YOU ACKNOWLEDGE AND AGREE THAT, BY CREATING A USH.TO ACCOUNT, PURCHASING A PAID ACCOUNT, OR ACCESSING OR USING THE USH.TO SERVICES, YOU ARE INDICATING THAT YOU HAVE READ, UNDERSTAND AND AGREE TO BE BOUND BY THESE TERMS. IF YOU DO NOT AGREE TO THESE TERMS, THEN YOU HAVE NO RIGHT TO ACCESS OR USE THE USH.TO SERVICES.

THIS AGREEMENT CONTAINS AN ARBITRATION PROVISION AND CLASS ACTION WAIVER AS DESCRIBED IN THE ARBITRATION SECTION BELOW. YOU AGREE THAT DISPUTES BETWEEN US WILL BE RESOLVED BY BINDING, INDIVIDUAL ARBITRATION, AND YOU ARE WAIVING YOUR RIGHT TO A TRIAL BY JURY OR TO PARTICIPATE AS A PLAINTIFF OR CLASS MEMBER IN ANY PURPORTED CLASS ACTION OR REPRESENTATIVE PROCEEDING.

  1. SCOPE & MODIFICATIONS
    1. Modifications. Ush.to reserves the right, in its sole discretion, to modify or replace this Agreement at any time.

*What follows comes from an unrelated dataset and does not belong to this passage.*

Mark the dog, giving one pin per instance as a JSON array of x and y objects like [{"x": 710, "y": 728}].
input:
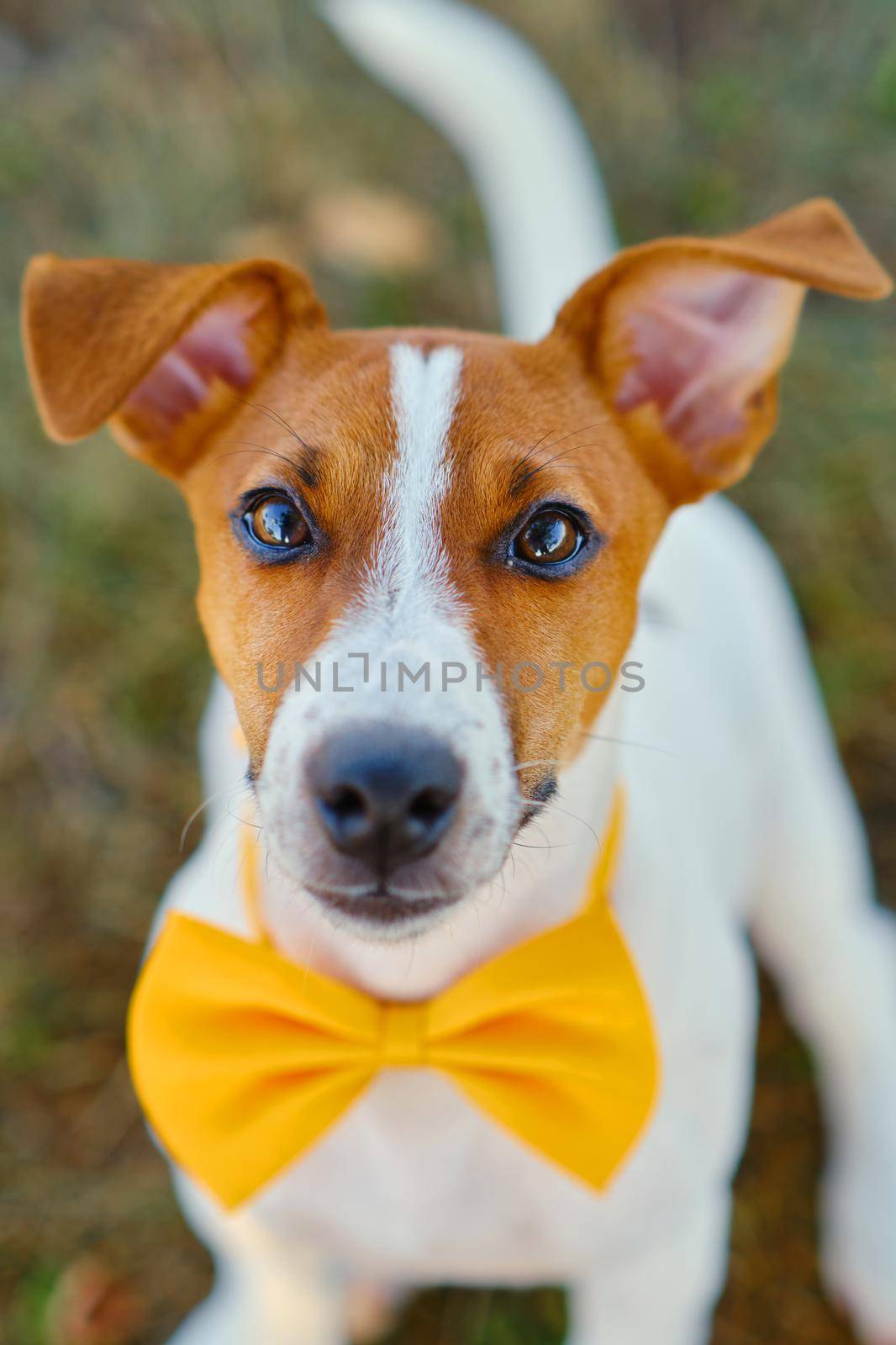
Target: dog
[{"x": 541, "y": 501}]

If we modify these Terms, we will post the modification on our site or provide you with notice of the modification on your Ush.to Account Details page. By continuing to access or use the Ush.to Services after the effective date of the modification, you are indicating that you agree to be bound by the modified Agreement. Customer agrees that it is Customer’s responsibility to check this Agreement periodically for changes and that its use of the Ush.to Services following the posting of any changes to this Agreement constitutes acceptance of those changes. If the modified Agreement is not acceptable to you, your only recourse is to cease using the Ush.to Services.
    2. Scope & Current Offerings. As of the Effective Date, Ush.to offers certain Ush.to Services to Customer. Ush.to may add, remove, suspend, discontinue, modify or update the Ush.to Services at any time, at its discretion. After the effective date of such update, Ush.to shall bear no obligation to run, provide or support legacy versions of the Ush.to Services.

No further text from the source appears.